Aktivis Qatar muncul kembali di media sosial setelah spekulasi tentang keselamatannya
Middle East

Aktivis Qatar muncul kembali di media sosial setelah spekulasi tentang keselamatannya

Dikeluarkan pada:

Seorang aktivis perempuan Qatar yang mengatakan dia menghadapi ancaman dari keluarganya dan mencari suaka di Inggris telah muncul kembali di media sosial, empat bulan setelah dia menghilang dari pandangan publik.

Noof al-Maadeed, yang berusia awal 20-an, memposting video dari lokasi yang tidak diketahui dan di situs baru Akun Twitter, memberikan jaminan bahwa dia aman dan baik-baik saja.

“Noof ada di sini. Noof masih hidup. Noof tidak mati,” katanya dalam salah satu video, tersenyum dan mengenakan jilbab hitam.

“Saya baik-baik saja, saya sehat dan saya aman. Video ini untuk meyakinkan semua orang yang menunjukkan dukungan mereka,” tambahnya di postingan lain, tanpa menjelaskan ketidakhadirannya.

Tagar #WhereIsNoof mulai beredar setelah Maadeed berhenti memposting pada bulan Oktober, setelah dia kembali ke Qatar setelah menolak tawaran suaka di Inggris.

Maadeed, yang telah mengkritik perlakuan terhadap perempuan di tanah air Muslim konservatifnya, telah mengeluarkan serangkaian tweet yang mengklaim keluarganya mencoba menyakitinya.

Kasusnya muncul pada saat fokus yang meningkat pada hak asasi manusia di negara Teluk yang kaya gas, setahun sebelum menjadi tuan rumah Piala Dunia sepak bola.

Maadeed mengatakan dia membuka akun Twitter baru karena dia kehilangan kata sandi untuk yang lama, yang memiliki lebih dari 16.000 pengikut.

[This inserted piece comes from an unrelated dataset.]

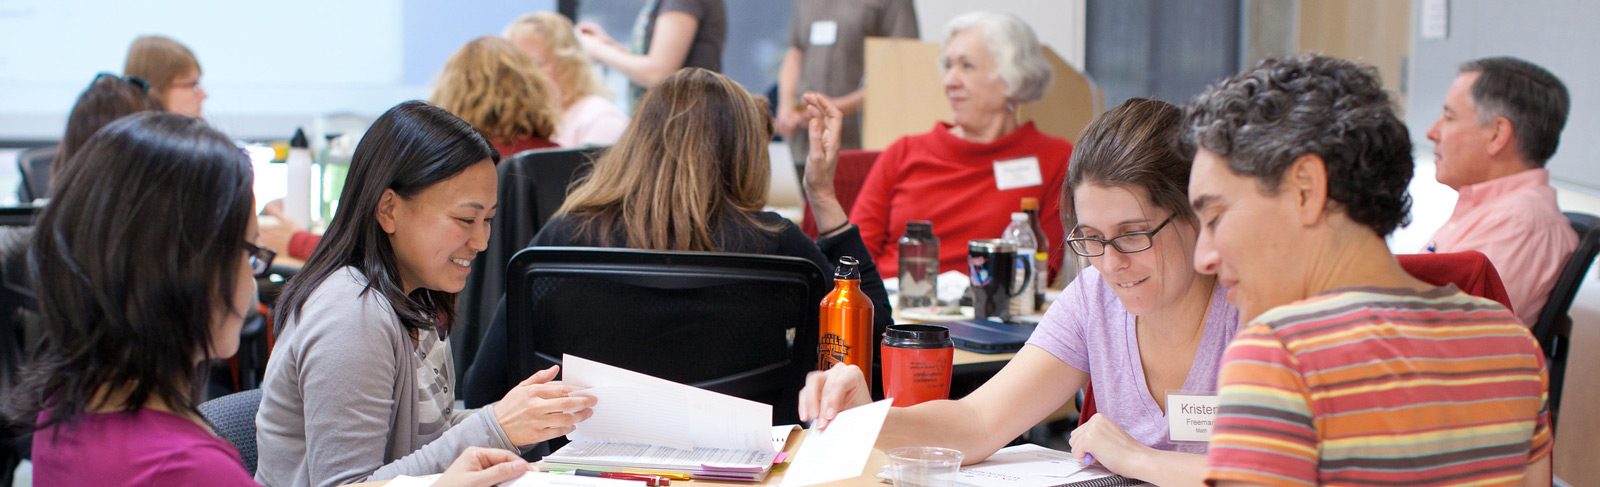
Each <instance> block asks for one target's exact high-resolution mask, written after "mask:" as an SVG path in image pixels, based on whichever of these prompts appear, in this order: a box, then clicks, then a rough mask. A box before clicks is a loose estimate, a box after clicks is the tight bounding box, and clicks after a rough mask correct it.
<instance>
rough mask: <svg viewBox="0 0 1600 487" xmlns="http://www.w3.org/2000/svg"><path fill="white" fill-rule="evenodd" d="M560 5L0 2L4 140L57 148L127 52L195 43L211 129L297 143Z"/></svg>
mask: <svg viewBox="0 0 1600 487" xmlns="http://www.w3.org/2000/svg"><path fill="white" fill-rule="evenodd" d="M554 8H555V2H552V0H531V2H530V0H482V2H456V3H445V2H422V0H346V2H317V0H278V2H259V0H256V2H197V0H147V2H115V0H5V2H0V93H5V95H3V96H0V139H56V138H59V136H61V127H64V125H66V115H67V112H69V111H70V109H72V104H74V101H75V99H77V96H78V93H80V91H82V90H83V87H86V85H88V82H90V80H91V78H93V77H94V74H96V72H102V70H107V72H120V70H122V61H123V56H125V54H126V50H128V43H130V42H131V40H133V38H134V37H138V35H142V34H163V35H168V37H173V38H178V40H179V42H182V43H186V45H189V48H190V50H194V51H195V56H197V58H200V66H202V69H203V72H205V77H203V78H202V85H203V87H205V88H206V91H208V93H210V95H211V98H210V99H208V101H206V106H205V111H206V119H208V120H210V122H211V123H213V125H216V127H219V128H222V130H224V131H226V133H229V135H232V136H235V138H261V136H272V138H288V136H290V135H291V133H293V131H294V127H296V125H309V122H310V119H312V115H318V114H336V112H357V114H366V115H371V117H376V115H378V114H381V112H382V111H386V109H389V107H390V106H394V104H397V103H400V101H406V99H413V98H427V95H429V87H427V85H430V82H432V77H434V74H437V72H438V69H440V67H442V66H443V64H445V58H446V56H450V53H453V51H454V50H456V48H459V46H461V45H462V43H466V40H469V38H472V37H477V35H486V34H499V32H501V29H502V27H504V26H506V22H509V21H510V19H512V16H514V14H517V13H523V11H533V10H554Z"/></svg>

Dalam satu tweet, dia memposting gambar balon dan kue ulang tahun – salah satunya bertuliskan “Selamat datang di rumah” – dan berterima kasih kepada menteri urusan sosial dan keluarga Qatar, Mariam al-Misnad.

“Saya berharap ini adalah awal dari otoritas Qatar mengambil langkah-langkah untuk memastikan bahwa dia dapat hidup mandiri dan bebas,” kata Rothna Begum, peneliti senior hak-hak perempuan untuk Human Rights Watch.

“Kami meminta pihak berwenang untuk mendukung keputusannya tentang keselamatan dan perawatannya, dan menghormati kebebasan berserikat dan berekspresi.”

Maadeed telah menggunakan akun media sosialnya untuk mengecam undang-undang perwalian Qatar, yang mengharuskan wanita dewasa untuk mendapatkan persetujuan pria untuk aktivitas sehari-hari.